As pissed as I am at Landon right now, I could hug the life out of his father for this.
Because as much as my mom refuses to believe it, this whole thing has been a bad PR move for us. Most of the replies to tweets sent by the account are still either cat emojis, people who are up in arms about the protection of small businesses, and straight up trolls. I was almost relieved when Girl Cheesing started to rack up tens of thousands of followers — at the very least it evened the playing field so we didn’t look like total bullies.
I can tell my mom is trying to answer carefully. Despite everything, I wish, in that moment, there was something I could do to help her.
But it turns out, she can’t even help herself. I’m expecting her to concede. To smile and tell Mr. Rhodes that rerouting the social media strategy is certainly a consideration she’d be willing to make, especially given what’s at stake here. The idea of an international expansion is all she has talked about since she moved us to New York in the first place.
“If anything, I think it will make our brand even more recognizable overseas.”
Mr. Rhodes smiles one of those smiles that doesn’t reach his eyes. “Well. Maybe.”
Whatever my mom was hoping would get set into motion tonight falls so flat, there is no mistaking it. I basically tune them out after that, all but running into my room and shutting the door as soon as my mom ushers Mr. Rhodes out. I brace myself, waiting for her to knock — we’ll talk, maybe, and decide to drop the Twitter thing. And then we’ll go into the kitchen and bake something, the way we used to when things didn’t go our way. International Funding Rejection Pie. Something ridiculous, something that will make us both laugh.
But she doesn’t knock. I hear the door to her room click shut, and that’s the last I hear from her for the rest of the night.
I wish I could call Paige. But instead, I find myself opening the Weazel app, hovering over the chat between me and Wolf.
Bluebird
You know that whole thing about parents wanting stuff for you that you don’t know if you want?
Bluebird
Well, I get it.
I set the phone down, not expecting an answer. Almost hoping I won’t get one. I’m angry at Wolf for ghosting me, angry with Landon for standing me up, angry with myself for caring as much as I do.
Wolf
Yikes. Going full teenage angst on this glorious Friday night, huh?
I startle at the sound of the notification coming in. The relief is crippling, almost humiliating. Like I’ve been in solitary confinement and someone has finally poked their face in through the bars to say hello.
Bluebird
Let me guess. You’re out drinking and partying with the rest of the reckless youth
It’s not meant to sound passive-aggressive, but I suppose it does. I wonder what Landon is doing right now that was so much more important than sucking it up and coming over here for two hours. Maybe this way I can find out.
Wolf
Nah. Much dweebier than that. Mostly messing around on the computer
My throat is tight. So, not important at all.
Wolf
How about you?
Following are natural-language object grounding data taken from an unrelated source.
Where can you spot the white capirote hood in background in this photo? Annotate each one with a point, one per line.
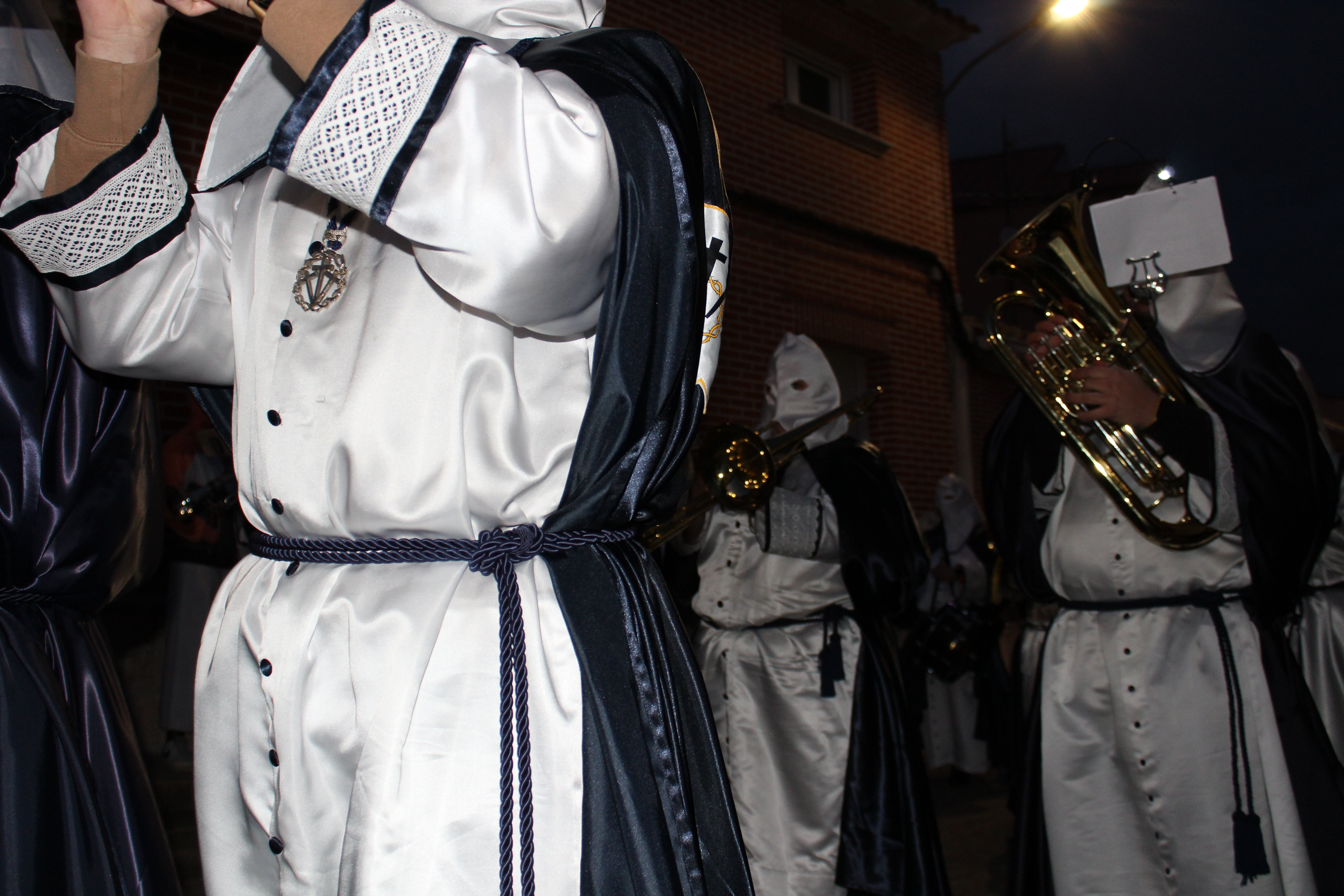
(959, 511)
(1199, 313)
(802, 386)
(267, 87)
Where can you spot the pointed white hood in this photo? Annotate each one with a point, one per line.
(267, 87)
(1199, 313)
(802, 386)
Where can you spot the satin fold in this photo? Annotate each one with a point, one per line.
(79, 526)
(658, 817)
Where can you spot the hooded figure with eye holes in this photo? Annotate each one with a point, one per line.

Getting wild and reenacting Gossip Girl plotlines?
Bluebird
Yeah, I’m blowing through my trust fund as we speak
Wolf
Anyway, sorry the ’rents are giving you trouble, birdie. What do they want?
It occurs to me, in that moment, I’m not even really sure what my mom wants for me. I know all the immediate things — come up with tweets. Get good grades. Get into a good school. But beyond that, I have no idea what she wants me to do.